NOTE: That CASE statement is actually VERY useful in a number of other situations as well (but I'll leave it for you to explore those on your own).
Tip 5 Limiting results based to a subset of records within the same table.
One of the trickier problems that I often run into (thanks to my own table design idioms - saved for future post) is the need to limit the results of my query to a sub set of records that have something in common with each other. I think a plain English example helps to explain this better:
Let's say that I have a table where I store usernames and game_ids (so I know who's played what games). Now let's say that I want to know what games 'Kevin' has played that 'Keith' has also played.

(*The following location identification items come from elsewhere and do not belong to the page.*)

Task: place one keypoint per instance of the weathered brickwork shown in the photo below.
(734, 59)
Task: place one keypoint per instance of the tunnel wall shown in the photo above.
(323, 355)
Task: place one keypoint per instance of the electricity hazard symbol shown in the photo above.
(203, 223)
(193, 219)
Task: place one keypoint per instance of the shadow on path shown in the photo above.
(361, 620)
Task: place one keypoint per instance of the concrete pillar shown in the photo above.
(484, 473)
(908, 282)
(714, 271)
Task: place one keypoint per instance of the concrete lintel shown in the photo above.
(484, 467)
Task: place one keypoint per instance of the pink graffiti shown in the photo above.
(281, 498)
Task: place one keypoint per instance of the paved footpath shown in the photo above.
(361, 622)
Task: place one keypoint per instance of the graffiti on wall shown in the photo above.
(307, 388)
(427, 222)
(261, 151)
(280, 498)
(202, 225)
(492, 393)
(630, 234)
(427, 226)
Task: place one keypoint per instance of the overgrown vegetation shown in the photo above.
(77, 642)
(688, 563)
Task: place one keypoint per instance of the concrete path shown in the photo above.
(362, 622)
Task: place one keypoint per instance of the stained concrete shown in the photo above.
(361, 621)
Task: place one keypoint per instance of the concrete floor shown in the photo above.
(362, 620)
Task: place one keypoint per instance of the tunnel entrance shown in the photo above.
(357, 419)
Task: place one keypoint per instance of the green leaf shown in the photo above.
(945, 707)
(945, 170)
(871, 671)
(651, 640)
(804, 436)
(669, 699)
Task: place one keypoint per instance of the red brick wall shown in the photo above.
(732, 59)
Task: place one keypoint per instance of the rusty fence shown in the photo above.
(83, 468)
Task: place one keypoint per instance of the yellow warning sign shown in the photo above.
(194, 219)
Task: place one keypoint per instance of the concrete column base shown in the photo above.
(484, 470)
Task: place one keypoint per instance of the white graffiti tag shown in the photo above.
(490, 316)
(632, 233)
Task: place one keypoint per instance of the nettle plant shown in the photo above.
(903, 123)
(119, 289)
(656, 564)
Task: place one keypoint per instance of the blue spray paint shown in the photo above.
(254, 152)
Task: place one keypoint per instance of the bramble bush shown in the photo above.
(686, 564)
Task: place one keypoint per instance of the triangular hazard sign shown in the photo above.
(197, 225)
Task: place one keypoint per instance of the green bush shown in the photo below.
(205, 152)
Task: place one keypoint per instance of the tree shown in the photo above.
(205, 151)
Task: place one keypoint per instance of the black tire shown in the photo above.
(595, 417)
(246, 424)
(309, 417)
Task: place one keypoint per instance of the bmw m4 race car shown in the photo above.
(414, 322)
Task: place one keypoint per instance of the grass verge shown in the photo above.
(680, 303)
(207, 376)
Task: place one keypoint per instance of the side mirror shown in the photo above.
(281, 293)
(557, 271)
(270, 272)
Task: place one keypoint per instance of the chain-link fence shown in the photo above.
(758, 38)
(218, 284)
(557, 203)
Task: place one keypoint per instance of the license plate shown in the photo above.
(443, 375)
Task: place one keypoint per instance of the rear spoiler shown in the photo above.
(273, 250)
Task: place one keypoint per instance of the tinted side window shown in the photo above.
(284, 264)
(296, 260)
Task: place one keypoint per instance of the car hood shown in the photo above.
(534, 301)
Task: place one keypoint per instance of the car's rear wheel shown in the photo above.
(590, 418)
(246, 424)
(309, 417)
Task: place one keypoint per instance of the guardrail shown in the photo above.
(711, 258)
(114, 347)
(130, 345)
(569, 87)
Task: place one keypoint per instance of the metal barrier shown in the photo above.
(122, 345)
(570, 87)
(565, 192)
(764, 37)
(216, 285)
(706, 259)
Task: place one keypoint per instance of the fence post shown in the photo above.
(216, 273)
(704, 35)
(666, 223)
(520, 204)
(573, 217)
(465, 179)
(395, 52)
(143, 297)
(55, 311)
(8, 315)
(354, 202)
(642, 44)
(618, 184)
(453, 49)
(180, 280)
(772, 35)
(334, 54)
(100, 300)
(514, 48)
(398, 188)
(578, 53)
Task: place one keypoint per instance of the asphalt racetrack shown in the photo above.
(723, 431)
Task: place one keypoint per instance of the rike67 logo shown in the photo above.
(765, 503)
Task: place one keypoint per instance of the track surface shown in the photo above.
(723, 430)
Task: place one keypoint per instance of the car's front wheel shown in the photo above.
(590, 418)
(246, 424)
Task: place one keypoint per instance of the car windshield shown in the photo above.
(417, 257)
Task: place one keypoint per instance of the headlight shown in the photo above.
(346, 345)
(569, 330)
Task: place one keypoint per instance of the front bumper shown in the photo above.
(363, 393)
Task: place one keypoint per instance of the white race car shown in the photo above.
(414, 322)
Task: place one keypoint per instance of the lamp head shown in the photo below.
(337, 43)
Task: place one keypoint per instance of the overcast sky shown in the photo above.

Again, you could solve this problem via code and two queries. For example putting both result sets into arrays and then comparing the arrays for similarities.
Still that's a lot of extra processing and work when you can just use this type of T-SQL solution:
SELECT * FROM tablea WHERE username = 'Kevin' AND game_id IN (SELECT game_id FROM tablea WHERE username = 'Keith')
Basically it's a simple subquery. We first get all the game_ids for the games that 'Keith' has played, and then we get all the game_ids for the games that 'Kevin' has played AND that are in the results of our first query.
Back to my point
None of the tips I showed above are that ground breaking or amazing, and I hope that they actually come across as pretty simple and straight forward (so maybe you'll use them too).
In the end, I think it's all about taking advantage of the things each part of your environment provides. Letting each handle the things it does best (ie. most efficient) and figuring out alternative solutions to those problems that it doesn't handle well.
T-SQL (and SQL in general) really does provide you with a lot of hidden power. Learning even just a handful of simple tips & tricks can really help make your life as a developer a lot easier!